Many personal interests from the 2010s remain the same. Women’s football. Nordic states. Taylor Swift [Liar. You went for the more halal Carly Rae Jepsen and Lorde before 2019]. Superheroines. Interacting with Western writers. But I never got into the intersectional game, and nobody expected me to be in.
“White women appreciation account”, that’s the current tagline. Honest, politically incorrect, and ironic. In a time where white women are hated online (and yet are still flourishing), go for Karen.
Luckily, I am too obscure to be cancelled including by old feminist friends. Maybe they have muted me years ago, or don’t care. Maybe it’s been a long time coming when I overshared Supergirl and Captain Marvel posts four years ago.
Good thing that Karens are not exactly rare in the West (Asia-based Karens might be on Instagram), and the definition of Karen itself is overbroad—standing for women? TERF Karen. Standing for Israel? Zionist Karen. Standing for straight Asian men? Predator Karen. Disgusted by Hamas? Genocidal Karen. Winning Person of the Year? Undeserving Karen. Playing sports while being white? All-white Karen.
May I blame the woke women for making everything, including white women, political? But on the other hand, I got the purpose, I got the brand, and I got the joy. Something to live with. I know that most white women are not interested in befriending, let alone romancing, any Asian man. But they generally don’t hate Asian men and have weird grudges against Asian men, or Asians in general. And I’m fully aware that this might be different for an Asian woman.

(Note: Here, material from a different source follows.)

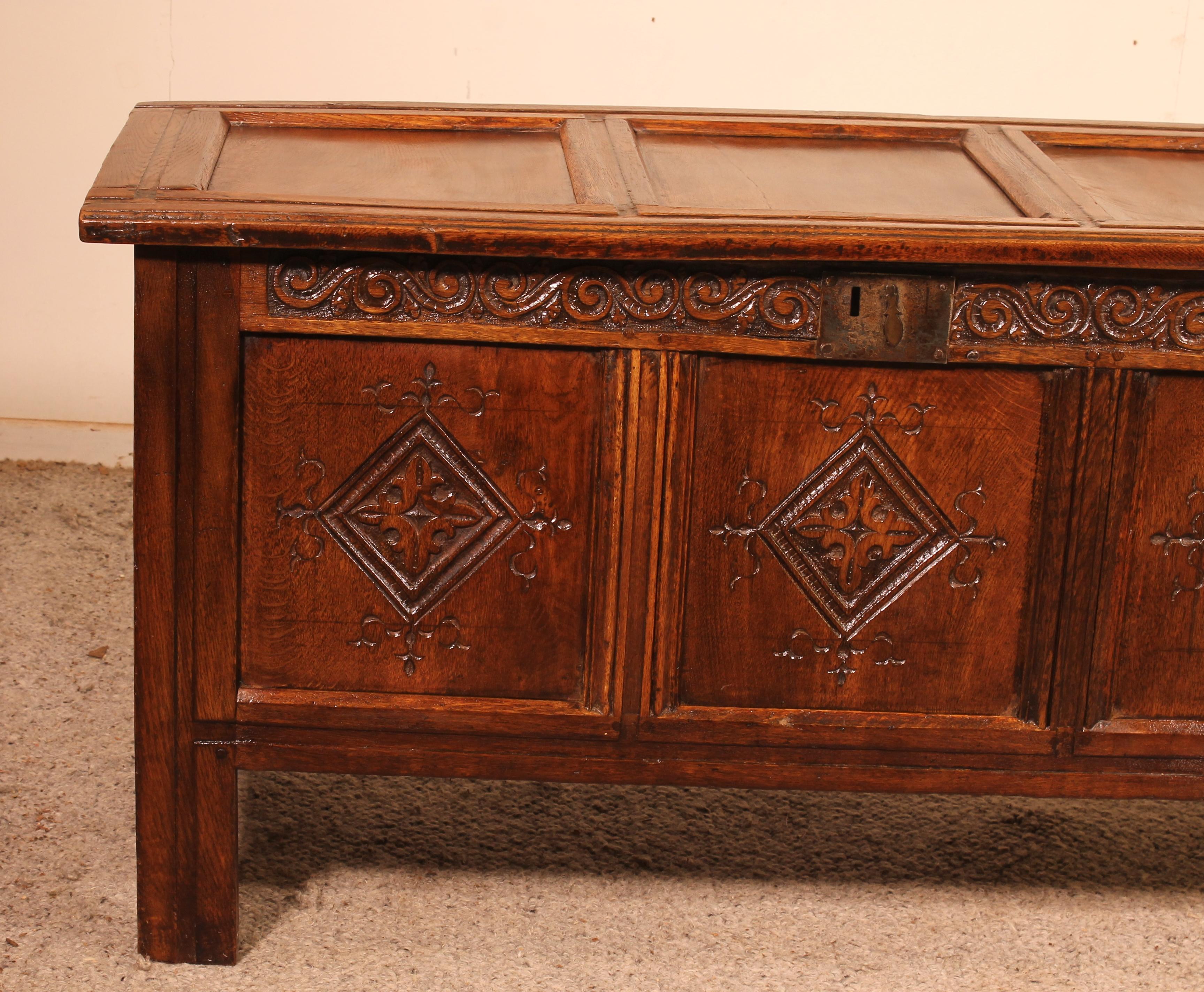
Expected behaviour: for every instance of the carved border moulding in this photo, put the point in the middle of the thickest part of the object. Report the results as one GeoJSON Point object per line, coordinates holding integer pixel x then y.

It’s weird that throughout my life, I only ever spent a Western Christmas once. The rest was spent in two places, Singapore and Bandung. I always regret that I missed the hot, dry, and very…Karen…Aussie Christmas, opting to come home for Christmas to see my family and friends, anime, and BoA on TV instead of touring Australian cities, one city for every year. To take that path two decades ago is to read this blog today (maybe titled The Outback Mandarin) as an Aussie dad blog on fatherhood, midlife crisis, and being a proud Australian.
A Substack publication on raising future (Indonesian) Karens of Australia.
Merry Christmas and happy holidays, readers.